I was playing around earlier with the function $f(x)=x^3-x$. I decided that its inverse would be way too messy for me to try to calculate explicitly, but I became interested in the distinct real values $x,y$ for which $f(x)=f(y)$. I noticed that by assuming $y=kx$ I could simplify this a bit to go from the equation $$y^3-y=x^3-x$$ to the equation $$x^2=\frac{1}{k^2+k+1}$$ and so I could parametrize the solutions to $f(x)=f(y)$ as $$x=\pm\frac{1}{\sqrt{k^2+k+1}}, \space\space y=\pm\frac{k}{\sqrt{k^2+k+1}}$$
Now I am interested in similar equations that contain more than just two terms. For instance, consider $f(x)=x^8-x^3-x$. How can I parametrize the solutions to the equation $f(x)=f(y)$ for $x\ne y$? The same trick I used before doesn’t work so well, since there are now too many terms for me to do the same substitution and solve it nicely. Help?
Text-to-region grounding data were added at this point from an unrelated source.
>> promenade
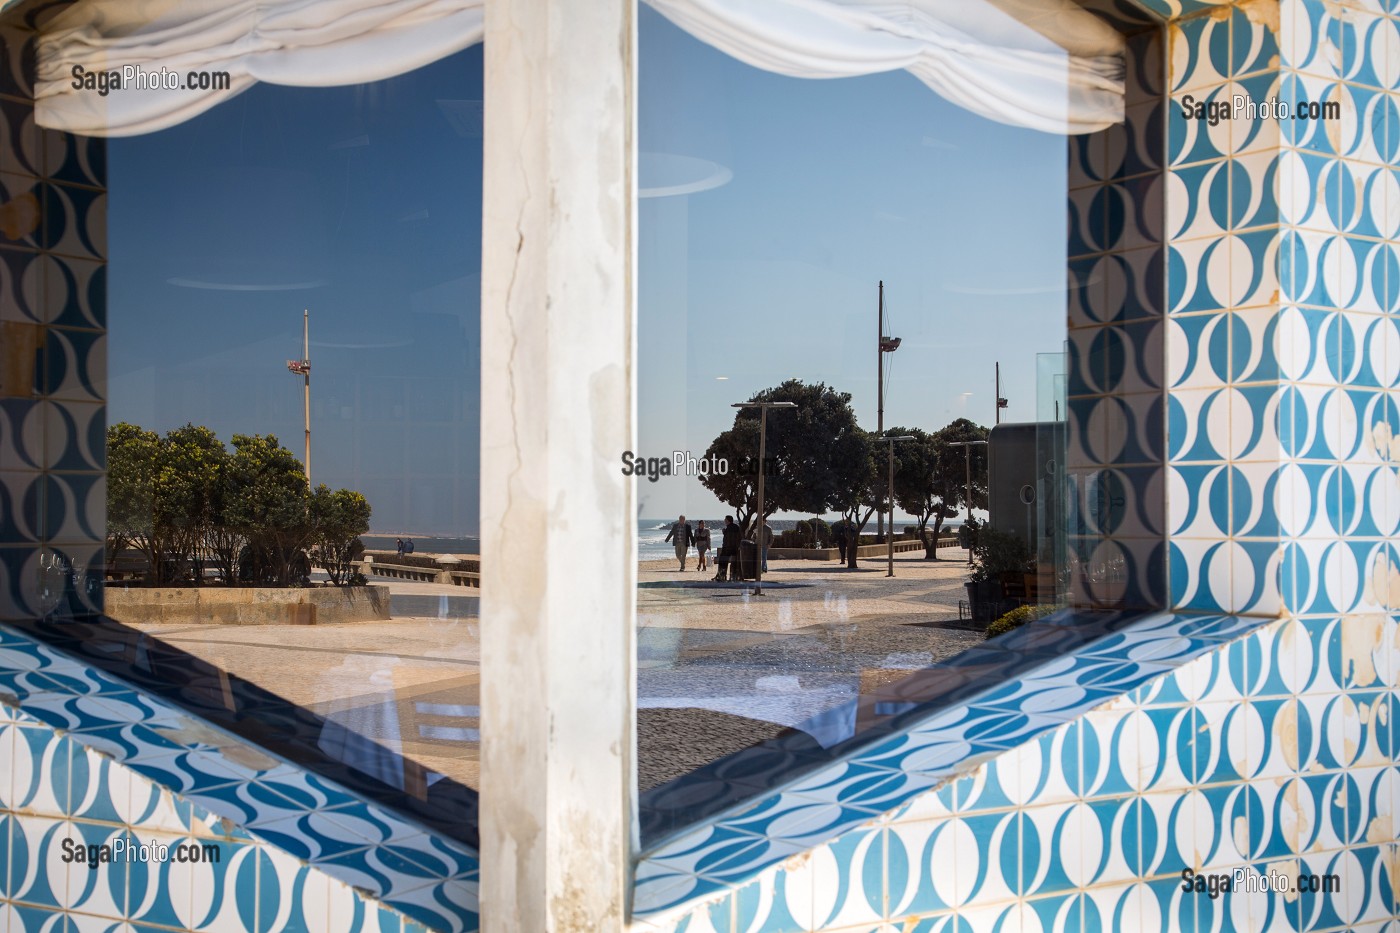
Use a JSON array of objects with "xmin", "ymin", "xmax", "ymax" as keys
[{"xmin": 123, "ymin": 550, "xmax": 982, "ymax": 792}]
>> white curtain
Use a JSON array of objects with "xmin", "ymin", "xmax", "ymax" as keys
[
  {"xmin": 34, "ymin": 0, "xmax": 1123, "ymax": 138},
  {"xmin": 34, "ymin": 0, "xmax": 487, "ymax": 136}
]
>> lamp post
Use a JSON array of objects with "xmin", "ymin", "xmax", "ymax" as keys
[
  {"xmin": 948, "ymin": 438, "xmax": 988, "ymax": 565},
  {"xmin": 732, "ymin": 400, "xmax": 797, "ymax": 595},
  {"xmin": 876, "ymin": 281, "xmax": 900, "ymax": 541},
  {"xmin": 883, "ymin": 434, "xmax": 915, "ymax": 577}
]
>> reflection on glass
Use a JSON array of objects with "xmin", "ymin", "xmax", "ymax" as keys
[
  {"xmin": 17, "ymin": 45, "xmax": 487, "ymax": 840},
  {"xmin": 635, "ymin": 3, "xmax": 1151, "ymax": 843}
]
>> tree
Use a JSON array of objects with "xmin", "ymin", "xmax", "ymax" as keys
[
  {"xmin": 203, "ymin": 454, "xmax": 244, "ymax": 585},
  {"xmin": 158, "ymin": 424, "xmax": 226, "ymax": 583},
  {"xmin": 309, "ymin": 486, "xmax": 372, "ymax": 585},
  {"xmin": 225, "ymin": 434, "xmax": 313, "ymax": 586},
  {"xmin": 699, "ymin": 380, "xmax": 867, "ymax": 536},
  {"xmin": 106, "ymin": 422, "xmax": 372, "ymax": 588},
  {"xmin": 105, "ymin": 423, "xmax": 160, "ymax": 577},
  {"xmin": 890, "ymin": 419, "xmax": 990, "ymax": 559},
  {"xmin": 698, "ymin": 418, "xmax": 762, "ymax": 533},
  {"xmin": 827, "ymin": 428, "xmax": 882, "ymax": 568}
]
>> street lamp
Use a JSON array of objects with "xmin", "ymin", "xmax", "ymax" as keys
[
  {"xmin": 731, "ymin": 400, "xmax": 798, "ymax": 595},
  {"xmin": 883, "ymin": 434, "xmax": 915, "ymax": 577},
  {"xmin": 947, "ymin": 439, "xmax": 988, "ymax": 565}
]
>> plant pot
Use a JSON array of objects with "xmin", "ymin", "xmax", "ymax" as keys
[{"xmin": 964, "ymin": 580, "xmax": 1002, "ymax": 623}]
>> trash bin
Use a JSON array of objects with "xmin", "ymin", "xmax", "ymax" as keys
[{"xmin": 737, "ymin": 540, "xmax": 759, "ymax": 580}]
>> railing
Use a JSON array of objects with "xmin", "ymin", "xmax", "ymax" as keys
[{"xmin": 358, "ymin": 559, "xmax": 481, "ymax": 588}]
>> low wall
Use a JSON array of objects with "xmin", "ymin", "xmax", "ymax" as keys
[
  {"xmin": 104, "ymin": 585, "xmax": 391, "ymax": 625},
  {"xmin": 768, "ymin": 538, "xmax": 958, "ymax": 561}
]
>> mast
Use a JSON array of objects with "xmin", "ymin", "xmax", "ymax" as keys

For polynomials of order $n$, I guess the trick you used is this:
$$ f(x)=p(x)=\prod_1^n (x-p_i) $$
and for the requested equation $f(y)=f(x)$, this reduces to:
$$ \prod_{i=1}^n {(y-p_i) \over (x-p_i)}=1 $$
If we introduce $n-1$ auxiliar variables, $k_1,...,k_{n-2},k$:
$$ y=k_i(x-p_i)+p_i, i:1...n-1\\ y={1 \over \prod_{i=1}^{n-2} k_i k}(x-p_n)+p_n $$
we still have $n+1$ variables and $n$ equation, but now we can elliminate $y$, and the $k_i$ with the exception of $x$ and $k$.
And as you can realize, every successive replacement of $k_1...k_{n-2}$ leads to a polynomial equation, this final equation will be a order $n-1$ polynomial in $x$ with coefficients expressed in $k$:
$$ k\prod_{\begin{array}{c}i=1\\i\neq n-1\end{array}}^{n}(k(x-p_{n-1})+p_{n-1}-p_i)=\prod_{\begin{array}{c}i=1\\i\neq n-1\end{array}}^{n}(x-p_i) $$
A hard, but numerically feasible parametrization.